Thursday, February 13, 2020

Did I deserve this?

I stole a pudding cup from a girl in my 3rd grade class. I also stole her spoon because I didn't want to eat it with my fingers. A few months later I returned the dirty spoon to her backpack while everyone else was out at recess because it was a regular metal spoon and it felt wrong to throw it away. She was confused, I never fessed up.

I spent months as a teenager sneaking out of my bedroom window at night to run around with a man I met on the internet.

I was promiscuous in my youth.

I was sorted into Slytherin House and I honestly don't mind.

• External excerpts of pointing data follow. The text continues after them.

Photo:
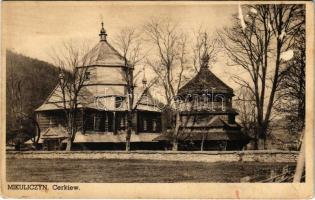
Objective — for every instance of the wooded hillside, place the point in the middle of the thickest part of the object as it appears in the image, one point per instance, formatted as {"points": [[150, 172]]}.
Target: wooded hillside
{"points": [[29, 82]]}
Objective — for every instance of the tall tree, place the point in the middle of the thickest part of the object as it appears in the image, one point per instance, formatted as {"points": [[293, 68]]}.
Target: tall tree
{"points": [[203, 43], [264, 42], [72, 78], [169, 64], [291, 97], [128, 42]]}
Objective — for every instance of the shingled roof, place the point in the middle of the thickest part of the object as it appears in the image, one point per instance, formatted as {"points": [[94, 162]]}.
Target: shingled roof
{"points": [[205, 80], [103, 54]]}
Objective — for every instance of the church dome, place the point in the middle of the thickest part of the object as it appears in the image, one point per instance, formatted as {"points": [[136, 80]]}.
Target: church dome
{"points": [[103, 54], [205, 81]]}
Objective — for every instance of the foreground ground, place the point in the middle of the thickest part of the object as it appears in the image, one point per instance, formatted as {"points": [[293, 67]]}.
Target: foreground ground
{"points": [[127, 171]]}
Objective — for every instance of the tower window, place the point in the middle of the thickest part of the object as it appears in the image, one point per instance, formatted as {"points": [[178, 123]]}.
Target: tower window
{"points": [[145, 124]]}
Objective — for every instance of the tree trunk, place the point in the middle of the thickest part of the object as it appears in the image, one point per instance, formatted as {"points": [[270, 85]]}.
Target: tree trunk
{"points": [[129, 130], [202, 142], [69, 144], [300, 163], [261, 132], [175, 133]]}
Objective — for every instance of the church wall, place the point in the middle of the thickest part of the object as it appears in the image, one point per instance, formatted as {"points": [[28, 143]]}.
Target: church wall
{"points": [[48, 119]]}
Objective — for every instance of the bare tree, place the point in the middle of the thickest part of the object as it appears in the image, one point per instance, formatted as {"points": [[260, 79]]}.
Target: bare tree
{"points": [[203, 44], [245, 105], [72, 79], [128, 42], [17, 111], [264, 42], [170, 46]]}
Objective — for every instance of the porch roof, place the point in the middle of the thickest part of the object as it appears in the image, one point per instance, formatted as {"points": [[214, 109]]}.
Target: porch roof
{"points": [[207, 135], [110, 137]]}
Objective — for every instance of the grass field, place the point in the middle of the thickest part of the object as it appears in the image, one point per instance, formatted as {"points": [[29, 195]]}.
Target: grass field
{"points": [[128, 171]]}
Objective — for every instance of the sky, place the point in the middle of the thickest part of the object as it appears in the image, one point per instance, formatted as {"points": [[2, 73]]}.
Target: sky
{"points": [[35, 28]]}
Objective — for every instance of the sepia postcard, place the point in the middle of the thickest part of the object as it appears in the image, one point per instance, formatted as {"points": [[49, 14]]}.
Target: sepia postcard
{"points": [[157, 99]]}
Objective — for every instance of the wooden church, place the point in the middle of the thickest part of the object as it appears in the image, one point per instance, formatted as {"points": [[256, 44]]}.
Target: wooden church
{"points": [[206, 113], [207, 118], [103, 122]]}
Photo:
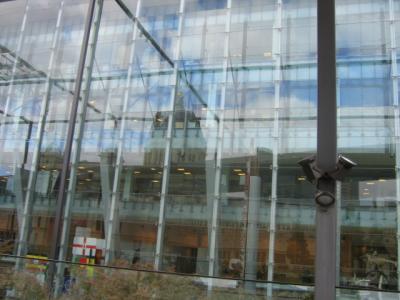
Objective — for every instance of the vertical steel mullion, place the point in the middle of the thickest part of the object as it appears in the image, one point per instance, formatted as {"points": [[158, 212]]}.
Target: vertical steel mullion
{"points": [[168, 148], [396, 113], [77, 141], [326, 218], [113, 208], [69, 140], [220, 137], [277, 36], [23, 234]]}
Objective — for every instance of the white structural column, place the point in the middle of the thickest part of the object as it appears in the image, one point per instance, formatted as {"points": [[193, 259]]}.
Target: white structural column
{"points": [[219, 144], [168, 146], [112, 222], [276, 44], [29, 196], [77, 142], [396, 111]]}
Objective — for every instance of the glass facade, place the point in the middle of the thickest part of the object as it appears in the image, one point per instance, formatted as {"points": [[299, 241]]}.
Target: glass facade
{"points": [[191, 118]]}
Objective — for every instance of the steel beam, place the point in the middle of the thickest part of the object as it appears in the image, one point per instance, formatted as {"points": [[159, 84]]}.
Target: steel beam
{"points": [[168, 147], [29, 195], [277, 45], [111, 222], [77, 142], [219, 143], [396, 111], [325, 262], [69, 140]]}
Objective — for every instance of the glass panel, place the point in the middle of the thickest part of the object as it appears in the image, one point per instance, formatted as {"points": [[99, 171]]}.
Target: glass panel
{"points": [[36, 81], [113, 198], [367, 134]]}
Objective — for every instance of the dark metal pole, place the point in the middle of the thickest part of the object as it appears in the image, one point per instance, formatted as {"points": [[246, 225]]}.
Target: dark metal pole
{"points": [[69, 141], [325, 263]]}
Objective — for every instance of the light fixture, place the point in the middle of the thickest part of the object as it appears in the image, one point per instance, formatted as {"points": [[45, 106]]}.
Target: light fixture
{"points": [[268, 54]]}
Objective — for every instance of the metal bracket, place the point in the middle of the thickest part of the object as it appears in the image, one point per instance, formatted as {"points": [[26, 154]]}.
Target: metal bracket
{"points": [[316, 175]]}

I bought my first car and drove it for months and months even though I didn't even have a drivers license yet.

I married my first husband knowing I would divorce him one day.

I slept with another woman's husband. More than once.

I love my children, I don't think I love being a mother.

I hold grudges.

I gossip.

I didn't attend my mothers funeral.

I imagine my mother spending eternity in hell and it brings me peace.

I lied. I stole. I cheated. I injured. I overlooked. I sinned.

I did this to myself?

My body did this to me.

I didn't do this intentionally. I wouldn't have chosen this. I don't know the moment where I should have gone left and instead went right. Does that moment even exist? I own my body. My body did this. I...did this. Can you do this to yourself?

Do life's little insults and injuries compound on themselves to create the culmination of whatever you've done mirrored back onto you?